Cantor spokesman Brad Dayspring said GOP leaders acknowledged that the vote was “not an easy decision for Members” but that under House rules, the tariffs in the bill “are still treated as earmarks.”
Despite that, there continues to be “varying opinions about this from outside watchdog groups and Members themselves, which underscores the need for real earmark reform in the House, so that Members and the public have clear rules and a new process that separates worthy projects from worthless pork,” he said.
Oversight and Government Reform ranking member Darrell Issa (R-Calif.), who has sworn off earmarks, said he voted for the bill because “lowering impediments to manufacturers having access to parts weighed more heavily than the offset.”
Some rank-and-file Democrats walked away from the vote saying their support for the bill is a step toward burnishing their job-making credentials independent of the Obama administration.
With President Barack Obama’s poll numbers under water in many vulnerable districts and unemployment still near 10 percent, Members are pushing bottom-up initiatives like the manufacturing agenda rather than simply hitching their fortunes to the president’s agenda.
Rep.

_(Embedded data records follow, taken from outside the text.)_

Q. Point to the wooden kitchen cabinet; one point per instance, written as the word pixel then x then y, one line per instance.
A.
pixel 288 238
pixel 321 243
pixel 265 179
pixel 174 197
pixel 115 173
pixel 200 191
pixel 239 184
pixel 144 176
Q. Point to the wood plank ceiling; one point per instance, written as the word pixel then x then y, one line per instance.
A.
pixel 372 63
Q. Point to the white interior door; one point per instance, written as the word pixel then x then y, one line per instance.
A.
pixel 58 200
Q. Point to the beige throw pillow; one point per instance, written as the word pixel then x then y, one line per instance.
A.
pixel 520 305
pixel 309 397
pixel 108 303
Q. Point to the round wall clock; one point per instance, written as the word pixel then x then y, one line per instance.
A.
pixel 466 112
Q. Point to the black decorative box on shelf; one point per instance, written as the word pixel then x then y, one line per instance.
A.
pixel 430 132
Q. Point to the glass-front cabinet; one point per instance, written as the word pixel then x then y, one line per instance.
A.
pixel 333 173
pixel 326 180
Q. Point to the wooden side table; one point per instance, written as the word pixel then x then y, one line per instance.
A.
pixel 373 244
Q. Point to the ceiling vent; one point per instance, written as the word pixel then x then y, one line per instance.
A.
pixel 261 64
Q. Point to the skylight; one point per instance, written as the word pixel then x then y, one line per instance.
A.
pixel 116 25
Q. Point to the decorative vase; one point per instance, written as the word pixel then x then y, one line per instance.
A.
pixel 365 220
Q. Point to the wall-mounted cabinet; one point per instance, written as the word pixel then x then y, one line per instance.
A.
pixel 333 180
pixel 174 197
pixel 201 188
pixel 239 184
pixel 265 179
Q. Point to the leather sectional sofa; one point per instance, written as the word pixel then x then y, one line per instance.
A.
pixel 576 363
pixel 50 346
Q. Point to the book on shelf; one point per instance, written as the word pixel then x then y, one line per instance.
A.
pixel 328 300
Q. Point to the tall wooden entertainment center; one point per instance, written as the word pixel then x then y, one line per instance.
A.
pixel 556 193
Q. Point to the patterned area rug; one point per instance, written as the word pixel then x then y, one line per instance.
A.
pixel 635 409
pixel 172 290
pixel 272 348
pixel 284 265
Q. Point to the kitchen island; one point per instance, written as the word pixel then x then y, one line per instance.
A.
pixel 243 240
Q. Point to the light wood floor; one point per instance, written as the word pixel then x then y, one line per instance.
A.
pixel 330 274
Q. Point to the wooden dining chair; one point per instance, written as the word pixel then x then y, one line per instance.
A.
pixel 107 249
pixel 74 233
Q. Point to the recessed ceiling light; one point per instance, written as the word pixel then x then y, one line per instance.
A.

Dennis Cardoza, who represents the fiscally conservative Blue Dog Democrats in leadership meetings, has repeatedly criticized the administration for its handling of the housing crisis as well as manufacturing.
“It’s about finally getting the administration to understand that we need this manufacturing agenda for the country,” the California Democrat said. “This administration has not stemmed the tide of manufacturing jobs heading overseas.”
Rep. Gerry Connolly said that Members remain concerned about high unemployment and want to keep passing legislation to try to address it. “Unemployment has stayed stubbornly high against all predictions,” the Virginia Democrat said, adding there is “enormous frustration.”
“Why aren’t the numbers moving faster? We’re not where we thought we would be. There is a growing sense around here that we need to take some additional steps.”